Lügner - die vier Typen
Der Angsthase
Verheimlichen von Emotionen
„Liebst du mich?“, fragt Anna. „Nein, wir sind doch Freunde.“, sagt Paul. Er lügt. Natürlich liebt er Anna - nur heimlich. Doch er möchte nicht, dass sie seine Gefühle kennt. Aus Angst vor ihrer Reaktion verheimlicht er seine Emotion.
Der Arschkriecher
Verfälschen von Emotionen
„Natürlich freue ich mich auf das Wochenende mit deinen Eltern, Liebling!“ Natürlich. Karl würde das Wochenende lieber mit seiner Freundin Julia allein verbringen. Um ihr ein gutes Gefühl zu geben, spielt Karl Freude vor. Er verfälscht seine Emotion.
Der Betrüger
Verheimlichen von Fakten
Sven hat mit Laura geschlafen. Dabei ist er mit Katrin zusammen. Natürlich erzählt er Katrin nichts davon. Fremdgehen macht sich nicht so gut. Er verheimlicht die Fakten.
Der Hochstapler
Verfälschen von Fakten
Jana hat zwischen Bachelor und Master zwei Jahre verstreichen lassen, ohne sich beruflich zu engagieren. Um bei der Jobbewerbung einen besseren Eindruck zu machen, macht sie im Lebenslauf falsche Angaben. Sie hätte sich in dieser Zeit sozial engagiert.
Faszination Durchschaubarkeit
Um einer Lüge auf die Schliche zu kommen, hat die Wissenschaft schon etliche Verfahren ausprobiert. Die Analyse der nonverbalen Reaktionen des Körpers gilt als erfolgreichste Entlarvungsstrategie. Man braucht keinen Lügendetektor, um Hinweise auf Unstimmigkeiten zu erkennen. Dirk Eilert ist fasziniert, wie leicht es geht, Menschen aus dem Gesicht zu lesen.
„Wer eine Lüge durch Mimikanalyse prüft, liegt mit einer Wahrscheinlichkeit von 70 Prozent richtig“, betont er. Dabei entwickelte sich Eilerts Faszination für kleine Falten erst in späteren Jahren. Erst nach seinem Masterstudium der Wirtschaftspsychologie begann er, sich mit der Lehre des "FACS"-Coding auseinanderzusetzen. Die Fächer Sozialpsychologie, Statistik und Soziologie weckten seine Neugierde für Mikroexpressionen. Er hängte eine Coachingausbildung an und machte sich im Jahr 2002 als Mimikexperte selbstständig.

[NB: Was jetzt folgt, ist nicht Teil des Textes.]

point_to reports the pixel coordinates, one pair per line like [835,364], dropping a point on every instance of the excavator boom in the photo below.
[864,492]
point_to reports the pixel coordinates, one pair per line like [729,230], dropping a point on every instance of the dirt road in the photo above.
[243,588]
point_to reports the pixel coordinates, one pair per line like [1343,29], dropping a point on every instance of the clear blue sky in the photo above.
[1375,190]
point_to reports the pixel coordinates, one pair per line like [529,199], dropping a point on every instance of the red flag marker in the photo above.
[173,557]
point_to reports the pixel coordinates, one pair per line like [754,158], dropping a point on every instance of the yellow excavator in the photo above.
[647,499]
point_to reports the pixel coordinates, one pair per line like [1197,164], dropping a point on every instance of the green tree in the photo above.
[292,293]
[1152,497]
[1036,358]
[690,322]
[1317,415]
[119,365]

Facial Action Coding System
Das "Facial Action Coding System" (FACS) ist ein wissenschaftlich basiertes System, um Mimik zu decodieren. Der US-amerikanische Psychologe Paul Ekman veröffentlichte "FACS" im Jahr 1978. Auf dieser Basis werden weltweit wissenschaftliche Mimikanalysen durchgeführt. Mehr Infos gibt es hier.
Die Muskeln sind schuld
Wie wir uns fühlen, verraten die mimischen Muskeln. Diese Muskelgruppe ist direkt mit dem Emotionszentrum im Gehirn verbunden und spiegelt unsere innere Gefühlswelt wieder - wie ein offenes Buch. Wir lachen, weinen, schmunzeln, runzeln und blinzeln. Die sieben Basisemotionen, die dahinter stecken, hat der US-amerikanische Psychologe Paul Ekman empirisch nachgewiesen: Ekel, Ärger, Angst, Traurigkeit, Freude, Überraschung und Verachtung. Um zwischen den Falten zu lesen, hat er daraufhin mit Wallace Friesen jeden Gesichtszug, jede Furche und Falte 1978 wissenschaftlich bezeichnet. Mit ihrem „FACS - Facial Action Coding System“ entstand ein weltweit verbreitetes Codierungsverfahren zur Beschreibung von Gesichtsausdrücken. Es dient international als Grundlage für wissenschaftliche Studien in der Mimikforschung.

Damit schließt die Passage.